PostPosted: Fri Feb 27, 2026 4:57 pm    Post subject: Re: Fuel System Manager Reply with quote

Two things wrong with the last statement:

Changing parts means it is potentially a new design.

With only seven of these ever having been flown, the original design is not necessarily a proven design.

It is your butt in the seat. You have a relatively high risk bird, a potentially riskier fuel system than as designed, and you are making like it is all OK because a small number have flown. Yeah, but this is your version of the bird and your butt in the seat during a forced landing. Please take the perspective that changing the valve might do something bad and that the designers might have stuck you with some single thread designs in the rest of the bird when some carefully chosen redundancy would be relatively easy to look for and include.
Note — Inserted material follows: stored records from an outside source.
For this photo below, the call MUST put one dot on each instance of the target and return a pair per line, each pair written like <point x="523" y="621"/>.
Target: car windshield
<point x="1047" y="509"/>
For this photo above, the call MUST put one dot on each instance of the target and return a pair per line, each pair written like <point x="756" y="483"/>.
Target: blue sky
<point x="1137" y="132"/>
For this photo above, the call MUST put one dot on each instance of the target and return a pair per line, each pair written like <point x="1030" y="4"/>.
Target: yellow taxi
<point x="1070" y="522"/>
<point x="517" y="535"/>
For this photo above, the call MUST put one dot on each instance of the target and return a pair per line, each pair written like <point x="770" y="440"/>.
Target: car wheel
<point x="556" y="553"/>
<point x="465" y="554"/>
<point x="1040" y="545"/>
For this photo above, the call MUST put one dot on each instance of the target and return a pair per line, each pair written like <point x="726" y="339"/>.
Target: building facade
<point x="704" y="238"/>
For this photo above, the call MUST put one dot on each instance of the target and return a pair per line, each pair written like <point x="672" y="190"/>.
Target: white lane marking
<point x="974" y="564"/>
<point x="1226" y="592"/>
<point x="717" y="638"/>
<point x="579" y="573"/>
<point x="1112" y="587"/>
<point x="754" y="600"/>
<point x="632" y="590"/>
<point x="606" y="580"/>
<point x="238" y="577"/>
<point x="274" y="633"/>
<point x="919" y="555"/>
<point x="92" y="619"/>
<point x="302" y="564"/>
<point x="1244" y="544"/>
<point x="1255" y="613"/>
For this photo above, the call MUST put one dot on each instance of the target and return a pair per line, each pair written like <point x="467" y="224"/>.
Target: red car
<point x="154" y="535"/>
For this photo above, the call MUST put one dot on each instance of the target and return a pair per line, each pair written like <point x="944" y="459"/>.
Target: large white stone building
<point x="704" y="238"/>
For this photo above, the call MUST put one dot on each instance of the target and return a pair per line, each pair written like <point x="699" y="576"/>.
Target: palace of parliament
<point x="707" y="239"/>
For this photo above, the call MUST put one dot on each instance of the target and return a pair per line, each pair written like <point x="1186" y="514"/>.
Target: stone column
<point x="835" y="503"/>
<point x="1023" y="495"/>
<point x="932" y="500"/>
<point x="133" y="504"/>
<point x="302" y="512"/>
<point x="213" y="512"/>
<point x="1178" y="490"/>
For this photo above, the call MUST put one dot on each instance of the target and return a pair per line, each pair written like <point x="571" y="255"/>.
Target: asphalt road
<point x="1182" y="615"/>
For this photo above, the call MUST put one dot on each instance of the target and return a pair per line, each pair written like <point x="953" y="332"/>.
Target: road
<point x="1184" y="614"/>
My concern over the valves was their headloss. The valve supplier lists Cv as 0.86, which means at 1 psi across the valve, it will flow 0.86 gpm of 60F water. Kerosine is about 1.5 times as viscous as water, drop it to 30 degrees and it roughly doubles again. You cited 2 gpm in non-takeoff modes. To refill the tank quickly, you probably want at least double that, so 4 gpm from the wing tank. That then becomes 1.5*2*4/0.86 = 14 psi of head loss in valve. If you want quicker refill of the main tank, you will have even more headloss for that jet pump to overcome.

You add up the head loss at 4 gpm of the plumbing, the valve, any filters, and compare that to the jet pump pressure at that flow. Maybe it is OK, maybe you need a less restrictive valve... I strongly suggest you check the Cv or headloss from the previously specified valve.

As for the rest of the system, I do suggest that you get into chapter 17 of AeroElectric Connection and then take a serious look at your electrics. Consequences of an off airport landing or dark cockpit need to be considered in your failure mode planning.